According to the 2016 Hedge Fund Compensation Report, a meager 8 percent of hedge fund professionals participating in the survey identified as being very concerned about job security. Equally stunning is the fact that 48 percent of respondents do not view job security as a concern of any magnitude. The remaining 44 percent acknowledges being somewhat concerned.
Really…Only Somewhat Concerned?
This statistic is clear evidence of the supremely confident mindset of the hedge fund professional.
Despite real fund performance issues, constant assaults on management and performance fees, mindless income tax rate comparisons, formidable regulatory pressures and daily doses of unflattering media coverage, most hedge fund professionals (92 percent) are confident in their value to their respective firms.
Job Security vs. Job Satisfaction
Many will expect to see a strong correlation between job security and job satisfaction. However, the aforementioned Compensation Report reveals quite the opposite. Although 92 percent of the survey’s respondents were largely positive with respect to their job security, 56 percent of these hedge fund professionals define themselves as unhappy with their level of compensation.
What’s in the Cards for 2016?
First quarter returns for hedge funds, in the aggregate, are in negative territory. Troubling as this may be, even more troubling is the fact that the New York City Employees Retirement System (NYCERS) has voted to abandon hedge funds as an investment vehicle. Citing the 1.88 percent loss its hedge fund investment experienced last year, NYCERS will redeem $1.45 billion.
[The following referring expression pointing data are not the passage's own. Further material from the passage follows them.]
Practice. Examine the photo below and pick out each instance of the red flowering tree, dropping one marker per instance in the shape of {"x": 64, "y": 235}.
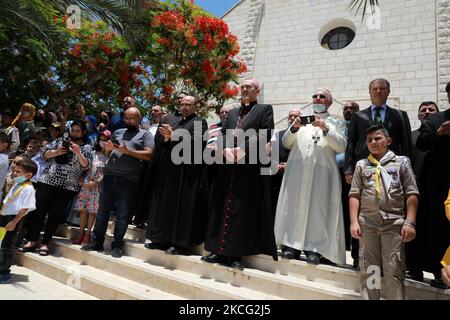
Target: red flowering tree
{"x": 99, "y": 65}
{"x": 191, "y": 51}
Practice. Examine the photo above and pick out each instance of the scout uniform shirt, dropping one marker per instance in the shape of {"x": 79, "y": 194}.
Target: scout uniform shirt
{"x": 396, "y": 181}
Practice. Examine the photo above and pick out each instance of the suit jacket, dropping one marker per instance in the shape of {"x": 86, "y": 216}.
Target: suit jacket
{"x": 259, "y": 119}
{"x": 397, "y": 124}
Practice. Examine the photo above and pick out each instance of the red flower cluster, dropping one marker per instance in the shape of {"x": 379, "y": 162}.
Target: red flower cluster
{"x": 230, "y": 92}
{"x": 168, "y": 90}
{"x": 209, "y": 70}
{"x": 164, "y": 42}
{"x": 106, "y": 50}
{"x": 76, "y": 50}
{"x": 109, "y": 36}
{"x": 209, "y": 42}
{"x": 123, "y": 80}
{"x": 211, "y": 24}
{"x": 170, "y": 20}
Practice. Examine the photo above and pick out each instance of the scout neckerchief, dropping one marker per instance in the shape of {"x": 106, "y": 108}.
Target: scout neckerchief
{"x": 381, "y": 172}
{"x": 14, "y": 195}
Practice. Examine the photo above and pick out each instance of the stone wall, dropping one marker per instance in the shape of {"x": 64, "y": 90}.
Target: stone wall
{"x": 290, "y": 62}
{"x": 443, "y": 45}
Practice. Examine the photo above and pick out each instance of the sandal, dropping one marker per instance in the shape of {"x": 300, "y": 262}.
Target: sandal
{"x": 44, "y": 252}
{"x": 79, "y": 240}
{"x": 27, "y": 249}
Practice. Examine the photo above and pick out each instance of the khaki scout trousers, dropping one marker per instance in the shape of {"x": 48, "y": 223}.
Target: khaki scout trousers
{"x": 382, "y": 251}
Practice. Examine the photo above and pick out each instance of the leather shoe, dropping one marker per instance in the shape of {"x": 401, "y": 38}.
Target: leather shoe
{"x": 172, "y": 251}
{"x": 117, "y": 252}
{"x": 237, "y": 265}
{"x": 313, "y": 258}
{"x": 213, "y": 258}
{"x": 92, "y": 247}
{"x": 156, "y": 245}
{"x": 438, "y": 283}
{"x": 289, "y": 253}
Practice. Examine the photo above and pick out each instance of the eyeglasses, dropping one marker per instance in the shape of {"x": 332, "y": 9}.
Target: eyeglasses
{"x": 430, "y": 109}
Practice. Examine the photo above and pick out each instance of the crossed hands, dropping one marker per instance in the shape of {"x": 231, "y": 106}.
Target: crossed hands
{"x": 233, "y": 155}
{"x": 109, "y": 146}
{"x": 166, "y": 131}
{"x": 444, "y": 129}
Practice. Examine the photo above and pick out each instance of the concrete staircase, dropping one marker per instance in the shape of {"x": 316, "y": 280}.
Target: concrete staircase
{"x": 152, "y": 274}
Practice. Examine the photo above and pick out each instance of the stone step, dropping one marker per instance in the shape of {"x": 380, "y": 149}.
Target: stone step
{"x": 270, "y": 273}
{"x": 343, "y": 276}
{"x": 283, "y": 286}
{"x": 164, "y": 278}
{"x": 29, "y": 285}
{"x": 133, "y": 233}
{"x": 90, "y": 280}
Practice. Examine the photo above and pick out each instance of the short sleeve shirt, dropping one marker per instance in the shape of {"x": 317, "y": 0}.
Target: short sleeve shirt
{"x": 26, "y": 199}
{"x": 391, "y": 205}
{"x": 120, "y": 164}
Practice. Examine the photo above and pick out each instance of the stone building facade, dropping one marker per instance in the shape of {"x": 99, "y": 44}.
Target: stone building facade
{"x": 406, "y": 42}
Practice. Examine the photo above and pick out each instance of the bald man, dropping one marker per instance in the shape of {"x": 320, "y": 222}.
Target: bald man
{"x": 127, "y": 149}
{"x": 117, "y": 121}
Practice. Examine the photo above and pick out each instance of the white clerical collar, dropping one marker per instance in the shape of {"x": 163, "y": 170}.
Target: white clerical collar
{"x": 323, "y": 115}
{"x": 372, "y": 106}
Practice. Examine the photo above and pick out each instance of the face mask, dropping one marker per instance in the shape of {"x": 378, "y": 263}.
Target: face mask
{"x": 319, "y": 108}
{"x": 20, "y": 179}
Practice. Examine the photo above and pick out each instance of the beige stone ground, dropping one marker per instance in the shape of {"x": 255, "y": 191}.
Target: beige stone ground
{"x": 29, "y": 285}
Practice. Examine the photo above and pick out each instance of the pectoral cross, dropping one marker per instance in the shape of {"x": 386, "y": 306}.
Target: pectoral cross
{"x": 316, "y": 138}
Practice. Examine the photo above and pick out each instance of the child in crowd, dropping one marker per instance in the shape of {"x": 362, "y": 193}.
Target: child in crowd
{"x": 381, "y": 184}
{"x": 87, "y": 201}
{"x": 4, "y": 163}
{"x": 18, "y": 202}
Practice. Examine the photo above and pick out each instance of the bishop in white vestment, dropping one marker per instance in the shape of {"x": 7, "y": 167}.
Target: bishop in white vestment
{"x": 309, "y": 211}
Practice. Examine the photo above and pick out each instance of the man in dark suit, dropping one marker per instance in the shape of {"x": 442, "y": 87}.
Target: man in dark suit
{"x": 395, "y": 121}
{"x": 240, "y": 215}
{"x": 432, "y": 223}
{"x": 426, "y": 109}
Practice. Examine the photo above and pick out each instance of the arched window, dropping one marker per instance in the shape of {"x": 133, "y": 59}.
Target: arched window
{"x": 338, "y": 38}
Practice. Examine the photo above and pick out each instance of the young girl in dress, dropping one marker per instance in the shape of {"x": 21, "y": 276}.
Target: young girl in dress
{"x": 87, "y": 201}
The New York City Employees Retirement System’s hedge fund investment is about 2.75 percent of its $53 billion portfolio. Not surprisingly, precious few media reports on the subject acknowledge that hedge fund returns for NYCERS over the past three years averaged a positive 2.83 percent. While this three-year return is hardly the stuff of legend, it does place NYCERS decision in a different light. Even the amateur investor understands the value of a track record in making investment decisions.
Hedge Fund Jobs
While the NYCERS choice is troubling, it is no more significant in its consequences than was the CalPERS decision or more recently, AIG’s redemption announcements. In their totality, it is reasonable to identify this as a trend and the trend is beyond troubling.
The hedge fund industry can and will rationalize these events, dismissing these redemptions as inconsequential in the grand scheme of things. However, they may do so at their peril. While it is true that, as a percentage of assets under management, these redemptions are drops in a barrel, the industry must acknowledge that even a barrel that leaks only “drops” will empty its contents over time.
As anyone following Showtime’s Billions can tell you, there are reasons Bobby Axelrod has a full-time psychiatrist on the payroll.